Cheng-Yau logarithmic gradient estimates for a nonlinear elliptic equation on smooth metric measure spaces

TL;DR

This paper derives new gradient estimates for positive solutions of a nonlinear elliptic equation on smooth metric measure spaces, leading to Liouville theorems and Harnack inequalities, thus extending previous results in the field.

Contribution

It introduces improved local and global gradient estimates for nonlinear elliptic equations on smooth metric measure spaces, generalizing prior work by Wang and Zhao.

Findings

New local gradient estimates for solutions

Liouville type theorem established

Harnack inequality proved

Abstract

In this paper, we consider the nonlinear elliptic equation $$\Delta_fv^\tau+\lambda v=0$$ on a complete smooth metric measure space with $m$-Bakry-\'{E}mery Ricci curvature bounded from below, where $\tau>0$ and $\lambda$ are constant.
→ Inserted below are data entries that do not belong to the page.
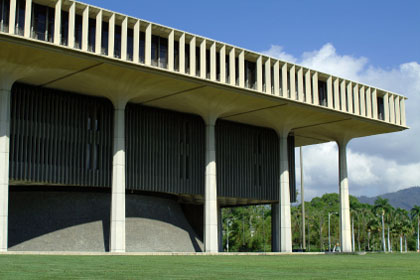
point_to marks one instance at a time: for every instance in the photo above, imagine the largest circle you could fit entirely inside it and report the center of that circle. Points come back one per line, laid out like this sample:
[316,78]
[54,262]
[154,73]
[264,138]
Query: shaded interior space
[75,219]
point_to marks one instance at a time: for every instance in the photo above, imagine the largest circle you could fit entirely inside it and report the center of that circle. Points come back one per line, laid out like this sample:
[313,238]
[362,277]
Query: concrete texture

We obtain some new local gradient estimates for positive solutions to the equation using the Nash-Moser iteration technique. As applications of these estimates, we obtain a Liouville type theorem and a Harnack inequality, and the global gradient estimates for such solutions. Our results generalize and improve the estimates in Wang (J. Differential Equations 260:567-585, 2016) and Zhao (Arch. Math. (Basel) 114:457-469, 2020).